Aku mulai memahami, bila sesungguhnya pak Hadi sedang didera batinnya oleh situasi di kamarnya. Yang berisikan 15 orang. Yang tentunya masing-masing memiliki karakter dan kebiasaan yang berbeda. Yang tidak dengan sertamerta akan bisa sepemahaman hanya karena berada di dalam satu kamar sel.


“Yang penting kan tidak sampai terjadi benturan fisik, pak. Kalau soal perbedaan pendapat, ya lumrah saja. Wong kita bersaudara kandung saja sering berbeda pendapat,” tanggapku.
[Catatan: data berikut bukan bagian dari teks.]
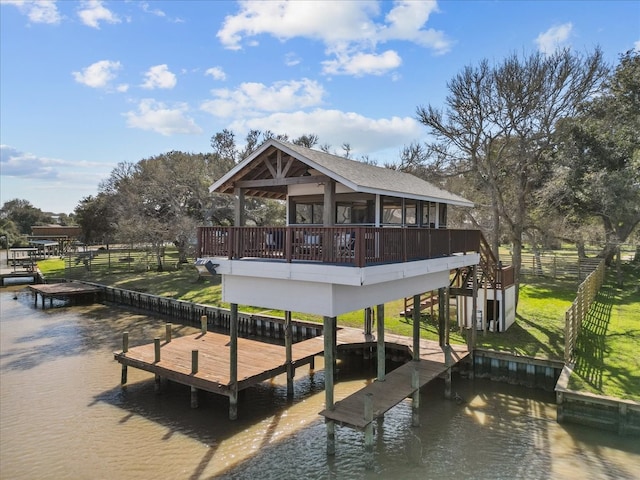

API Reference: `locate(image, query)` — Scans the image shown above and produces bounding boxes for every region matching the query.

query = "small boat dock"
[114,324,469,429]
[29,282,103,310]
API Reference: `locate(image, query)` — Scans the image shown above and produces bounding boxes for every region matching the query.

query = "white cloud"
[322,50,402,77]
[78,0,120,28]
[201,78,325,118]
[124,99,202,136]
[2,0,62,24]
[204,67,227,80]
[142,64,177,90]
[140,2,167,17]
[72,60,126,91]
[284,52,301,67]
[217,0,451,75]
[535,23,573,54]
[229,109,424,161]
[0,145,104,180]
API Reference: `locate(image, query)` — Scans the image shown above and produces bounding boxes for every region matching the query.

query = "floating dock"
[29,282,103,310]
[114,325,469,429]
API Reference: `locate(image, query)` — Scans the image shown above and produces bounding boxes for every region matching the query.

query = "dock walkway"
[29,282,102,310]
[320,334,469,429]
[114,332,323,396]
[114,328,469,420]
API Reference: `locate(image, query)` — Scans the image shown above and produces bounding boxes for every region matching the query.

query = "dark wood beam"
[234,175,329,188]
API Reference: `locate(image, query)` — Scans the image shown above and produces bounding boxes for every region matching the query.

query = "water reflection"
[0,289,640,480]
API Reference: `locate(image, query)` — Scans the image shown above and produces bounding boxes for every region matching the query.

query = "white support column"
[229,303,238,420]
[323,317,336,455]
[413,295,420,362]
[284,311,294,397]
[376,303,386,382]
[233,188,244,227]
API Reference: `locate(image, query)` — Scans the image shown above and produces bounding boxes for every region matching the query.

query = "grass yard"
[477,276,577,360]
[38,251,640,400]
[569,268,640,401]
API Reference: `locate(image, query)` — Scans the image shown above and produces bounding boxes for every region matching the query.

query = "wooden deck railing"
[198,226,482,267]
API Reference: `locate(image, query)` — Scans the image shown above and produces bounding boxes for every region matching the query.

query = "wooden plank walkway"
[114,328,469,420]
[29,282,102,309]
[320,333,469,429]
[320,360,456,429]
[114,332,324,396]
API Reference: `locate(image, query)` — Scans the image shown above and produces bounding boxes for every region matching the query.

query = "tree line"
[0,49,640,296]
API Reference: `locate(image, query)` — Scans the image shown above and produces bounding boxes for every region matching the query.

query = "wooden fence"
[564,260,605,362]
[82,282,322,341]
[520,253,602,282]
[64,246,178,280]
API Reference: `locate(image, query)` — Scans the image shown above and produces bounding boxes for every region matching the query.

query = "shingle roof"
[211,139,473,207]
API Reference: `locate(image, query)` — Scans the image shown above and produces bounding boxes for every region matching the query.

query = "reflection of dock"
[29,282,102,309]
[114,328,469,428]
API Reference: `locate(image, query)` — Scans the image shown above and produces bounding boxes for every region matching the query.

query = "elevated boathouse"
[198,139,513,454]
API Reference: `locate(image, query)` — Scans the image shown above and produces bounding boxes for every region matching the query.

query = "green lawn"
[477,276,576,360]
[569,267,640,401]
[38,253,640,400]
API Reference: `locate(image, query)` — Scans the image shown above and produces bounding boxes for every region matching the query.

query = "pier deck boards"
[320,360,446,429]
[114,328,468,414]
[114,332,323,395]
[320,334,469,429]
[29,282,102,309]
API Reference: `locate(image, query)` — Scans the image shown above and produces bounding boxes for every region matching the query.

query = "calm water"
[0,287,640,480]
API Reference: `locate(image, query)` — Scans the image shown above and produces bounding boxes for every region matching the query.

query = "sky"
[0,0,640,214]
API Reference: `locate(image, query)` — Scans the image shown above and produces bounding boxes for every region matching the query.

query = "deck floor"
[29,282,102,297]
[114,328,469,422]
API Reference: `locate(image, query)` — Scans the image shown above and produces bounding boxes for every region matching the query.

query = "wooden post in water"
[120,332,129,385]
[364,393,373,469]
[153,337,161,393]
[444,287,451,345]
[153,337,160,363]
[444,344,452,400]
[364,307,373,335]
[229,303,238,420]
[432,288,446,347]
[191,350,198,408]
[377,303,386,382]
[323,317,336,455]
[284,311,294,397]
[411,364,420,427]
[469,265,478,379]
[413,295,420,362]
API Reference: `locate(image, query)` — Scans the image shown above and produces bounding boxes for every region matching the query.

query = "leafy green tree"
[417,50,607,302]
[0,198,51,235]
[0,218,20,248]
[547,51,640,263]
[75,193,117,247]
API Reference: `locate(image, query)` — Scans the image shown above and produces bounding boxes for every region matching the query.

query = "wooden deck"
[320,360,446,429]
[114,332,323,396]
[320,333,469,429]
[29,282,102,309]
[114,328,468,420]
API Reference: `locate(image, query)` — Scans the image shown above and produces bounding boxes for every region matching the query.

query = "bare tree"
[417,50,607,302]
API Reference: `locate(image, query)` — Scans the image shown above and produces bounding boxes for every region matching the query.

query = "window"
[336,203,352,225]
[295,203,324,225]
[381,197,402,225]
[404,200,418,225]
[438,203,447,228]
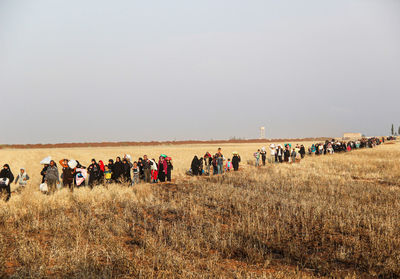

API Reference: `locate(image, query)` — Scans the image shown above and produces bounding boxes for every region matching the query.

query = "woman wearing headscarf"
[99,160,106,184]
[191,156,199,175]
[87,159,100,189]
[15,168,29,189]
[299,145,306,159]
[165,157,174,182]
[0,164,14,201]
[199,157,204,175]
[122,159,132,185]
[107,159,115,181]
[62,165,75,192]
[114,157,124,183]
[232,152,240,171]
[138,157,144,183]
[45,160,60,193]
[276,144,283,163]
[283,144,290,163]
[260,146,267,166]
[158,156,168,182]
[40,165,49,183]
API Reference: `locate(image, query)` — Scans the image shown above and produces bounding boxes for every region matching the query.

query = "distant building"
[343,133,362,140]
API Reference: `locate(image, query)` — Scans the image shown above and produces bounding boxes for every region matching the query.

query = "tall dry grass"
[0,144,400,278]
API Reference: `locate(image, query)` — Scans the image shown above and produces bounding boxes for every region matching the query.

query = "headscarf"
[99,160,106,172]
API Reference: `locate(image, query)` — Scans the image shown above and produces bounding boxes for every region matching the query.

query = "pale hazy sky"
[0,0,400,143]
“Justru itu, pak. Kalau sekalian terjadi benturan fisik, kan selesai. Tapi kalau batin yang membuat kita diposisikan berseberangan, beban deritanya beda, pak. Lebih nyesek rasanya,” tutur pak Hadi.


“Kalau kata kawan saya, manusia itu seperti buku, pak. Ada yang menipu kita dengan covernya, dan ada pula yang mengejutkan kita dengan isinya. Jadi, apapun yang ada di buku itu, lebih elok ditanggapi dengan biasa-biasa saja. Kalau kata orang Jawa; ojo kagetan lan ojo gumunan,” ujarku lagi.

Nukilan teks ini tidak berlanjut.